Vivian Maier, du 15 septembre 2021 au 16 janvier 2022 au musée du Luxembourg, Paris.
7. Absalon et ses contemporains au CAPC (Bordeaux)
Au début des années 90, un jeune artiste israélien a une idée : construire des cellules nomades, dépouillées et intégralement blanches, dans lesquelles l’être humain pourrait se déplacer et vivre de façon autonome, coupé du monde mais aussi du superflu et du matériel. Utopiste, le projet de Meir Eshel, qui adopte ensuite le nom biblique d’Absalon, ne sera malheureusement jamais réalisé, interrompu par sa mort brutale en 1993 des suites du sida. Près de trente ans plus tard, le CAPC de Bordeaux se replonge dans l’héritage de cet artiste avant-gardiste et poursuit sa mission en exposant ses Cellules aux côtés d’œuvres de huit artistes contemporains. Des nouvelles expériences de l’espace formulées par la Française Laura Lamiel et l’ex-compagne d’Absalon Marie-Ange Guilleminot à la mise en scène du quotidien, par les objets dans les sculptures de Robert Gober ou les gestes dans les performances d’Alain Buffard, en passant par la portée politique et contestataire de l’enfermement dans l’œuvre de Mona Hatoum ou le spectre prémonitoire de la disparition dans celle de Felix Gonzalez-Torres, les pratiques mises en avant traduisent toutes une recherche plastique, formelle et conceptuelle de nouveaux paliers d’accès à la liberté.
“Absalon Absalon”, jusqu’au 2 janvier 2022 au CAPC, Bordeaux.
8. Les 30 ans du Printemps de septembre (Toulouse)

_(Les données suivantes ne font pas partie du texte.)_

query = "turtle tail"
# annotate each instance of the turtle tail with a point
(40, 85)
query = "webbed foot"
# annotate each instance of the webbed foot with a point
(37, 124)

En cette rentrée 2021, Toulouse se met elle aussi au pas de l’art contemporain. Pour célébrer ses trente ans d’existence, son festival bisannuel Le Printemps de Septembre invite pendant un mois les artistes entre les murs de ses musées et centre culturels autant que dans l’espace public, dans les chapelles et couvents autant que dans un hôpital, soit au total dans vingt-huit lieux répartis dans les quatre coins de la Ville rose. Si des sculptures de Franz West ou Franck Scurti s’immiscent subrepticement dans le décor urbain, les installations d’Emilie Ding et Laurent Fachard transforment quant à elle son paysage nocturne, jusqu’à ce qu’une performance de Samuel Pajand et Victor Roy l’active par ses participants. L’événement permet également de (re)découvrir de grands artistes de notre époque, de Yan-Pei Ming à Miriam Cahn en passant par Gérard Fromanger, récemment disparu, et de se plonger dans la riche programmation du musée Les Abattoirs : au programme, des expositions de Michel Aubry, Costa Gavras et Olivier Menanteau, Eva Taulois et Miryam Haddad, autant d’artistes qui tracent les horizons. En plus de cette offre pluridisciplinaire, l’événement donne carte blanche à plusieurs organismes pour une programmation fimique : ainsi, on y découvrira exemple une sélection de films musicaux par le festival FAME, organisé habituellement à la Gaîté Lyrique, ou encore le Let Us Reflect Film Festival, spécialisé dans la mise en avant des liens entre art vidéo et cinéma.
Le Printemps de Septembre, Les 30 ans du festival, du 17 septembre au 17 octobre dans une sélection de lieux à Toulouse.